Making Movies Happen
After my first year at Williamston High School, I was labeled as one of the writing teachers within the English department. I was given some degree of freedom with how I wanted to explore and develop new ways of teaching writing. There were two significant struggles I constantly faced with what seemed to be little reward: motivation and voice. All too often, my students shot strange looks my way as I grew increasingly excited about assignments and they grew more and more disengaged with what was going on in class.
I had made use of technology with my students before, mostly in the form of blogging, which I had hoped would help to address the lack of motivation I was seeing. My students enjoyed the concept of working in digital space, because it gave them freedom to work from anywhere if they chose to, but aside from that, it seemed to be just another assignment to them. Then, in the spirit of trying new things, I had my students create digital videos exploring an issue in the news. The students took to this assignment like none other. The students worked hard and were incredibly creative with the videos they made. I wanted to find a way to better tap into this energy.

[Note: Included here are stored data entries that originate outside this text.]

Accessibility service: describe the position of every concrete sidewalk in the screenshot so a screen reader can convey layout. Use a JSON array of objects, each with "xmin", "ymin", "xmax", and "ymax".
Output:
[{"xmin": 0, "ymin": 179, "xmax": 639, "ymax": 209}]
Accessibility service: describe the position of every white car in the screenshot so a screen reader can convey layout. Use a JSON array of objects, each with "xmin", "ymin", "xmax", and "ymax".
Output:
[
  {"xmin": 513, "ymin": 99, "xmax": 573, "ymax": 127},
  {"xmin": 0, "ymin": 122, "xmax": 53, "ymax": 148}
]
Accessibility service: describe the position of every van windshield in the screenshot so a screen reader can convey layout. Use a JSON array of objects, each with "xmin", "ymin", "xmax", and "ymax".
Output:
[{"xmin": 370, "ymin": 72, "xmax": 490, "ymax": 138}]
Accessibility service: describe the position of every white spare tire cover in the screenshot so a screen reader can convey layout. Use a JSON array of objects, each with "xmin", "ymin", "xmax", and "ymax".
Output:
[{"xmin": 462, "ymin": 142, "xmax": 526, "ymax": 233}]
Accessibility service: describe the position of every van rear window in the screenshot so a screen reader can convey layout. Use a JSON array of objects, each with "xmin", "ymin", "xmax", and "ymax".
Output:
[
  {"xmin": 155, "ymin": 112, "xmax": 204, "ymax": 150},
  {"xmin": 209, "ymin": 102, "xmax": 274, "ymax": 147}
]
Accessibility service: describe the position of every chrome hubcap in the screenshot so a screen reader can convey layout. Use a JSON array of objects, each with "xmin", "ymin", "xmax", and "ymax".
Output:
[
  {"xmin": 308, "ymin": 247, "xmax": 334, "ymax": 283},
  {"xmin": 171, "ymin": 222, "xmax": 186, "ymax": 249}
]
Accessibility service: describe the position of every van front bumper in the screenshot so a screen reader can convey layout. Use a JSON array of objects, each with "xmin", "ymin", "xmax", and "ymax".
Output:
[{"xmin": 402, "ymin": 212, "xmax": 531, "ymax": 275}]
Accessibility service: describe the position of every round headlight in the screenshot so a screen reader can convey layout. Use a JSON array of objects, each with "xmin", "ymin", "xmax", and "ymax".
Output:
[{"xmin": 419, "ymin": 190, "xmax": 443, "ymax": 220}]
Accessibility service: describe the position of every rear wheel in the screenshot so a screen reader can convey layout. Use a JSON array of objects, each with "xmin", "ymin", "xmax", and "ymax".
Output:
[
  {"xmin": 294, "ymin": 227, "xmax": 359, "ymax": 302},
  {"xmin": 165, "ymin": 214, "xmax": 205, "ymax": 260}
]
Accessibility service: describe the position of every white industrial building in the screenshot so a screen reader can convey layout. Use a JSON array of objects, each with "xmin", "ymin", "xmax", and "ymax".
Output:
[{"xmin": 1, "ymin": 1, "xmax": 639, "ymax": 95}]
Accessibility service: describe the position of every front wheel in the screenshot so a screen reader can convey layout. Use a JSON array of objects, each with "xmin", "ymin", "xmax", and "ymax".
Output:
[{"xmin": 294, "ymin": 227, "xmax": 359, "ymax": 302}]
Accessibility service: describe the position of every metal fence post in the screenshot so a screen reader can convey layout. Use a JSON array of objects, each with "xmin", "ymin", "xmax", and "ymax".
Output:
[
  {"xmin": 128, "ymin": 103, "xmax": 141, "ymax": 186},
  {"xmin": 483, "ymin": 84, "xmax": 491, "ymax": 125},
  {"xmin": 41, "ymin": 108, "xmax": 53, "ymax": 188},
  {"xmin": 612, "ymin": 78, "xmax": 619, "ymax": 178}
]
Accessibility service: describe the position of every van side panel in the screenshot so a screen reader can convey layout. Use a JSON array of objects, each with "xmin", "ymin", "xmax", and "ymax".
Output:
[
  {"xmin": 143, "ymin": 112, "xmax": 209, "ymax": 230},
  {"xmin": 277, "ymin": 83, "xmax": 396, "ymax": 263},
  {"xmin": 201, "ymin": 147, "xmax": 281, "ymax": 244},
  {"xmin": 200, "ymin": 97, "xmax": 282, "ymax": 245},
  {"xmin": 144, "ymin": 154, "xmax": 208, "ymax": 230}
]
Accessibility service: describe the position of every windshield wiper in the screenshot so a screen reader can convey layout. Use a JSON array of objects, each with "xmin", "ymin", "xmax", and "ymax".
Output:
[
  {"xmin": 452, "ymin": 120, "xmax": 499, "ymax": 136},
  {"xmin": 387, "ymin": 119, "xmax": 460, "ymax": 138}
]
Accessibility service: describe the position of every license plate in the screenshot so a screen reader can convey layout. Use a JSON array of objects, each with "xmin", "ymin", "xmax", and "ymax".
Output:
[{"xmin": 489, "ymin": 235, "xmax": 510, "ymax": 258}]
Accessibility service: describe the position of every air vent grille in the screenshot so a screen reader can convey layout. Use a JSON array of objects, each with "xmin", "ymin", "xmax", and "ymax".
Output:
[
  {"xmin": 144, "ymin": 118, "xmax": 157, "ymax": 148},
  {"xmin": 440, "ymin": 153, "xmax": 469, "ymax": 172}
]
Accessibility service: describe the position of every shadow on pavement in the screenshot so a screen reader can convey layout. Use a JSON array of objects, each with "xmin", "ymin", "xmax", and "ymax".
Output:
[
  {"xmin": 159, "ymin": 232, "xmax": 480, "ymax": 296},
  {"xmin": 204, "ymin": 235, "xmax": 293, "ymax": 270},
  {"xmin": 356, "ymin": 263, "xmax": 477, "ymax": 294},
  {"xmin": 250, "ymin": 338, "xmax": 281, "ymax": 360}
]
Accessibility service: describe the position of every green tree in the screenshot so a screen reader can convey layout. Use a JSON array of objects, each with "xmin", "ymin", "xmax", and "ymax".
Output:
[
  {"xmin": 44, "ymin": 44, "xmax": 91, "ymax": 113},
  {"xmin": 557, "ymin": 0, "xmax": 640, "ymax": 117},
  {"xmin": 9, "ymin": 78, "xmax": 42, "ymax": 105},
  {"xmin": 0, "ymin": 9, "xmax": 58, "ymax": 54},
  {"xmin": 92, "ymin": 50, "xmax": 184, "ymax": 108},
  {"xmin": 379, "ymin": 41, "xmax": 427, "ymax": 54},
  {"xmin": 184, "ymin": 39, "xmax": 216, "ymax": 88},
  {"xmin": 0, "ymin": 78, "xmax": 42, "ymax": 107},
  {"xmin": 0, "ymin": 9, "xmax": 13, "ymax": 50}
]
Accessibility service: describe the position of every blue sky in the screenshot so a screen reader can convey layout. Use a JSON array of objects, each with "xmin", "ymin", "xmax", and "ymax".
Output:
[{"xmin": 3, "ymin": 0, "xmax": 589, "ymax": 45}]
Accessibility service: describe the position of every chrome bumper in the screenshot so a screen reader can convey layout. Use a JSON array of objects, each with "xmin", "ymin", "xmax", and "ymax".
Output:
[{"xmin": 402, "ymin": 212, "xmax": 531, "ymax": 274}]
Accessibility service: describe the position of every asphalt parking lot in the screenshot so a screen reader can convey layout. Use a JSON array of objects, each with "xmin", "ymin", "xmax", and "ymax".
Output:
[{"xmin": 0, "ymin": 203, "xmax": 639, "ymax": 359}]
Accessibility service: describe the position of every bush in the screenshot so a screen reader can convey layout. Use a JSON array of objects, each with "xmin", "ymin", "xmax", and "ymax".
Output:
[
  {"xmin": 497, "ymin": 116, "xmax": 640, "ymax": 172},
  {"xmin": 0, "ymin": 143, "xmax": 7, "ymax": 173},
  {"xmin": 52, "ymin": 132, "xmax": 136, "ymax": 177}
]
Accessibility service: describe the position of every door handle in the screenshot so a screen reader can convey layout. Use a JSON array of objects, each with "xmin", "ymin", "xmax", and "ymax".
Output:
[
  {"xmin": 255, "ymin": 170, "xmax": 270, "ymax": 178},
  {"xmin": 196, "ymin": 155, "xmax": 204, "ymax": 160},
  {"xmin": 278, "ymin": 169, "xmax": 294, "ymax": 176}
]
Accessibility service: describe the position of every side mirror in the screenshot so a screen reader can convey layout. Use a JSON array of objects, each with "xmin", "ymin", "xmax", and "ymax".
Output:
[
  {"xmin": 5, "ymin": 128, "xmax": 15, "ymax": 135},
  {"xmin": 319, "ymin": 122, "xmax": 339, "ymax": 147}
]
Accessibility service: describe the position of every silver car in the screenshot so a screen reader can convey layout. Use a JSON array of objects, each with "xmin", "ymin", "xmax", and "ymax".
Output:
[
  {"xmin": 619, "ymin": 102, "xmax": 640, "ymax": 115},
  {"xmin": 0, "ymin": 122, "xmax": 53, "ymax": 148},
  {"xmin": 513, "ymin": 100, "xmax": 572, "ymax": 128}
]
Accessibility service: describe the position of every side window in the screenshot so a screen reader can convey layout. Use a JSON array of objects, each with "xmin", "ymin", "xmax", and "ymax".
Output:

I began looking into the possibility of teaching a class that would focus on video creation. Though they create a different final product, the steps of video creation follow the steps of the writing process. Instead of having written text, there is a video text. In creating this video text, which involves both visual and audible components, students engage in both old and new literacies (Sylvester & Greenidge, 2009). Students involved in this class would take part in a type of project-based learning. Project-based learning is known for promoting student responsibility and accountability as well as promoting social interaction (Bell, 2010).
Instead of creating videos that would only be viewed by our class, I looked for an outlet that would offer a wider audience. Williamston High School had been doing video announcements for as long as I had been teaching there, a program run by the Student Government Association (SGA). After speaking with the SGA advisor, I was given the green light to put together a pitch for our administration that would take the daily announcements and turn them into a class.
Bell, S. 2010. Project-Based Learning for the 21st Century: Skills for the Future. Clearing House, 83(2), 39-43.
Sylvester, R., & Greenidge, W. 2009. Digital Storytelling: Extending the Potential for Struggling Writers. Reading Teacher, 63(4), 384-395. Retrieved from Academic Search Premier database.